Hewlett-Packard has just unveiled new, low-cost servers -- the Cloudline family of servers -- to meet the needs of service providers that want to differentiate themselves in the market. HP said its new open standards-based solutions, partnerships and flexible business models will help service providers drive growth, accelerate service delivery and reduce costs.
HP may be right on time with its solutions, given IDC research that shows most organizations will stop managing their own infrastructures over the next five years. The IDC data suggests enterprises will more often turn to dedicated and shared cloud offerings in service provider data centers in the years ahead.
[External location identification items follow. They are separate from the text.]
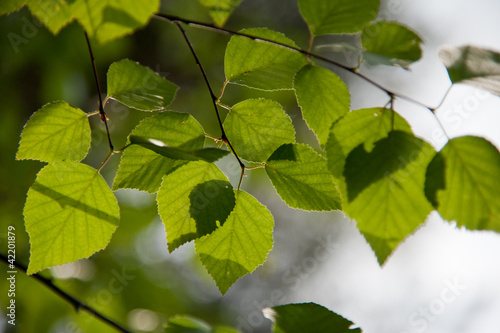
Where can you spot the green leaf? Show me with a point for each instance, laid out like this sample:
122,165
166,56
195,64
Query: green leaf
240,245
53,14
7,7
337,16
301,178
463,182
159,147
220,10
70,213
323,98
390,43
307,317
138,87
56,132
191,200
474,66
143,169
106,20
385,190
262,65
188,324
257,127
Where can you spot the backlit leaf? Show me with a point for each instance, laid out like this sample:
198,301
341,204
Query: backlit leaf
301,178
390,43
257,127
139,87
323,98
70,213
56,132
191,200
385,190
338,16
463,182
143,169
474,66
240,245
262,65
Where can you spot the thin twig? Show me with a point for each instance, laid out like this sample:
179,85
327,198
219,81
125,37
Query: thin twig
214,98
77,304
104,118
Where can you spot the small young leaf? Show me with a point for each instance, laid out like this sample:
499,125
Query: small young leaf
240,245
307,317
106,20
70,213
143,169
138,87
262,65
56,132
54,14
463,181
191,200
385,190
257,127
323,98
474,66
220,10
338,16
389,43
301,178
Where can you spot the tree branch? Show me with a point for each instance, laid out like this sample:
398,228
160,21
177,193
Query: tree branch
70,299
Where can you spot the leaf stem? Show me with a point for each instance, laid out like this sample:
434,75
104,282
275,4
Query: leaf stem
77,304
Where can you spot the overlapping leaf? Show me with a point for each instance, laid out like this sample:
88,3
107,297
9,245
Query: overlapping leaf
70,213
463,182
257,127
390,43
139,87
240,245
385,190
323,98
192,199
301,178
474,66
262,65
338,16
307,317
220,10
143,169
56,132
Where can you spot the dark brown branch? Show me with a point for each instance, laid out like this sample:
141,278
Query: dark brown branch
77,305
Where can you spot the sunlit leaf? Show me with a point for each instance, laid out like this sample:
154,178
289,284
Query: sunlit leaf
240,245
191,200
323,98
257,127
301,178
70,213
139,87
385,190
474,66
262,65
220,10
144,169
106,20
338,16
56,132
463,182
307,317
390,43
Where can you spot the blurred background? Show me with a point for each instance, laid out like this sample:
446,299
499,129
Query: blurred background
441,279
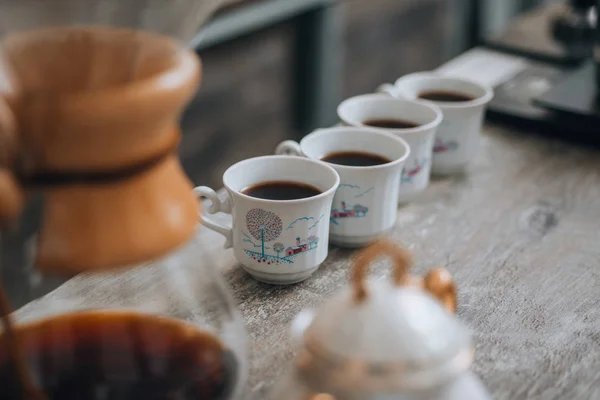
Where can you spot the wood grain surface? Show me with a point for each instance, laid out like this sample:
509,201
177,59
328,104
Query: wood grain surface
519,233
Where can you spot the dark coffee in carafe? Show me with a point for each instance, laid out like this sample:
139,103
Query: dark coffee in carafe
118,355
355,159
445,96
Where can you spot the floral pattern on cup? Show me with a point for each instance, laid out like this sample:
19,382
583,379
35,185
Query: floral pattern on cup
265,227
410,172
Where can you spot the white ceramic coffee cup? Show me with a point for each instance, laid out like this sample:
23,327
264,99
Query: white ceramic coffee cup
276,241
457,138
415,175
365,204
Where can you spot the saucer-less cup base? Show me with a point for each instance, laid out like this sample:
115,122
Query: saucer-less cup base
417,168
277,242
365,205
279,279
457,138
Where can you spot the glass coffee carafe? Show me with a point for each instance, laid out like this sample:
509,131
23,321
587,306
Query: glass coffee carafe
91,92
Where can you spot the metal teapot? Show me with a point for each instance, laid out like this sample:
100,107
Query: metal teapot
384,340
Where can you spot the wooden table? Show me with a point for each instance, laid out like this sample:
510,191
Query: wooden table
518,233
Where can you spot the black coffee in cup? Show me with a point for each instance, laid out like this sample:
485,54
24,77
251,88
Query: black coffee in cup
281,190
119,355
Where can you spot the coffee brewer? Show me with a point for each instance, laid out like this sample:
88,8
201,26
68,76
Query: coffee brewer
382,340
90,96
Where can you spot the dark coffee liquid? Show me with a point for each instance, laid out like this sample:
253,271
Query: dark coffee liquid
110,356
355,159
445,96
391,124
281,190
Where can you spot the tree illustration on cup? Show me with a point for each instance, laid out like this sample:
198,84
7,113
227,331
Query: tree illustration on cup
264,226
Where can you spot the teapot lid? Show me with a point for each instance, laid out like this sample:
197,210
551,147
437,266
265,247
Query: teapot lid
389,333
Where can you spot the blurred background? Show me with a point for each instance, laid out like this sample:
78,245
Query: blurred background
276,69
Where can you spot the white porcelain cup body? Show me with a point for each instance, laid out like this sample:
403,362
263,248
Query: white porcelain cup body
417,169
457,138
276,241
365,204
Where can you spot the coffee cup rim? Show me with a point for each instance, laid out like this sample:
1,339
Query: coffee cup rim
486,97
370,131
439,116
330,191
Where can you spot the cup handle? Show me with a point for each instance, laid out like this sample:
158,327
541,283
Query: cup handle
217,205
289,148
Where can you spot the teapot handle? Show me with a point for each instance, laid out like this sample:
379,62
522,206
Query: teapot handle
440,284
402,263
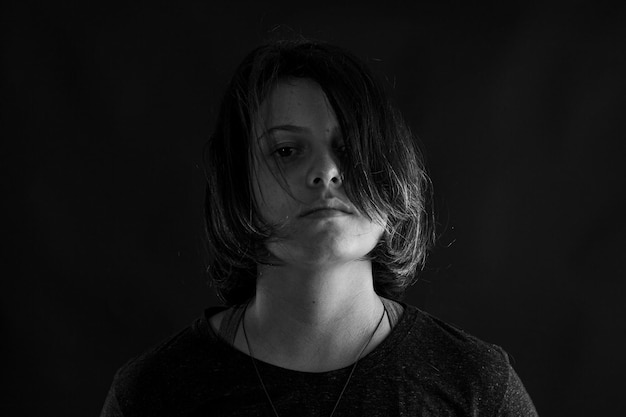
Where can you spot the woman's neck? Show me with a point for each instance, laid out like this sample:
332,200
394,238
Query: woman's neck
313,319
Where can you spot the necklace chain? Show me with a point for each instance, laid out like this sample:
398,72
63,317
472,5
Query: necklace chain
256,368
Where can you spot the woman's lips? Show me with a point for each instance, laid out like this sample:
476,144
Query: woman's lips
325,212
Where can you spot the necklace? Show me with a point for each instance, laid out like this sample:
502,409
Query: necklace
243,325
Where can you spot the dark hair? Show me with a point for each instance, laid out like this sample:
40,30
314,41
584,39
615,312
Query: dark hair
383,170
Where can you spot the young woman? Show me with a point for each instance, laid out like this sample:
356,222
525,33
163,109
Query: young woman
317,220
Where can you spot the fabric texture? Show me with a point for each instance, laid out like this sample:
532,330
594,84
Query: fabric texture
424,367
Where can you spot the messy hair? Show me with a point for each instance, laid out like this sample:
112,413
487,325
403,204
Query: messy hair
383,170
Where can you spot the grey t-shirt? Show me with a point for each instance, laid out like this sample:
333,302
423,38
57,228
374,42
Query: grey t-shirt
424,367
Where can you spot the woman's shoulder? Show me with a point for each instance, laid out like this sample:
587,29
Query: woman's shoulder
446,349
171,367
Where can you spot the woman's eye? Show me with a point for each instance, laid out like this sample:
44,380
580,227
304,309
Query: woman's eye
285,151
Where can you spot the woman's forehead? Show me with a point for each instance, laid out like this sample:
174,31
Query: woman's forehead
295,105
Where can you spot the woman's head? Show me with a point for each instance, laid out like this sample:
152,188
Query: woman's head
382,174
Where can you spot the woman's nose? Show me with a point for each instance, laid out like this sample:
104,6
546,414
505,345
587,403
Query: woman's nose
325,171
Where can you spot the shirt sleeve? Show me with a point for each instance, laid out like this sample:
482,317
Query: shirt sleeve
111,406
516,401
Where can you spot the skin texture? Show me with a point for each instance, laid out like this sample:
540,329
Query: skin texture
315,307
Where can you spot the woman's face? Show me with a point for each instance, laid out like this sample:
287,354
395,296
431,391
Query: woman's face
297,149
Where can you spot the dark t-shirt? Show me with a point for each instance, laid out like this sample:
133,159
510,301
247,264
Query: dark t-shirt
424,367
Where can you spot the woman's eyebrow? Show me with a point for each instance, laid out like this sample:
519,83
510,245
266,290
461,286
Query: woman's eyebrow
284,128
287,128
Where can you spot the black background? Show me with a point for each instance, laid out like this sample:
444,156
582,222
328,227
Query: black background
520,108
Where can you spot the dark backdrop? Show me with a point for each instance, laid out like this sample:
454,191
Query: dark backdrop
105,110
If IDC’s research pans out, service providers -- including software-as-a-service, infrastructure-as-a-service, managed hosters, consumer service providers, telco/communication service providers -- will need highly scalable infrastructures that support business growth and flexible business models that match costs to revenue so they can meet customer expectations.
Cloudline Servers Debut
“Service providers must adjust to meet ever-increasing customer demands for simplicity, security and availability -- they can no longer compete on cost alone,” said Antonio Neri, Senior Vice President and General Manager at HP’s Enterprise Group. “HP is delivering systems, built on open-design principles, combined with services and solutions that allow service providers to move fast, launch new services and grow their business in a sustainable way.”
The HP Cloudline server family, birthed from the HP-Foxconn joint venture and built on open-design principles, offers cost-focused and customizable compute platforms that HP said provides capacity on demand, flexible operations and low costs.
Cloudline servers support open management tools and tap into common industry hardware and firmware interfaces, according to HP. The servers are also optimized for HP Helion OpenStack, which offers an open, extensible enterprise-grade cloud platform based on OpenStack technology.
Could Cloudline Fail?
We turned to Charles King, principal analyst at Pund-IT, to get his thoughts on the new Cloudline servers. He told us HP is attempting to strongly compete in a hyperscale segment increasingly led by original device manufacturers (ODMs), like its Cloudline partner, Foxconn.
“The fact that the company is highlighting Foxconn's role in this endeavor is telling since it underscores HP's recognition of the important role of ODMs,” King said. “How well HP's Cloudline will do is difficult to say.”
King is quick to point out that Dell, with its Data Center Solutions, has long been the dominant Tier 1 vendor in this space, and success requires tight supply chain and margin controls and moving massive volumes of product. But value-added technologies like HP's Helion OpenStack platform could make the company's solutions attractive to service providers and other cloud-focused customers, he said.
“That said, ODMs have been taking increasing volumes of server sales away from traditional vendors like HP,” King noted. “If Cloudline fails, the company could find itself unable to participate in one of the most dynamic segments in the server market.”
Adding New Switches
HP’s new Cloudline servers work to supplement the recently announced HP Altoline, an open network of switches produced by a joint venture between HP and Accton Technology. Simply stated, the HP Altoline switches are loaded with Open Network Install Environment boot loader. That gives enterprises the option of leveraging Cumulus Networks' Linux network OS. The promise of HP Altoline switches is clear: offering service providers and Web-scale organizations more flexibility and control in tuning networking infrastructure to meet specific applications and business needs.
“The industries we serve -- including regulated industries like financial services and life sciences -- require secure collaboration solutions that make it safe and easy to share valuable information anywhere, on any device,” said Ron Hovsepian, Intralinks CEO. “HP’s leadership in cloud with HP Helion and service provider-ready solutions gives us yet another strategic advantage in delivering world-class, secure content collaboration solutions to enterprises worldwide.”
Also in the portfolio is the HP Service Provider Growth Suite from HP Financial Services. This technology promises the business flexibility required for creating and delivering new services that meet the evolving customer needs. Finally, there’s the HP Datacenter Care for Service Providers, which the company bills as a flexible, comprehensive, relationship-based approach to personalized support and management of heterogeneous data centers.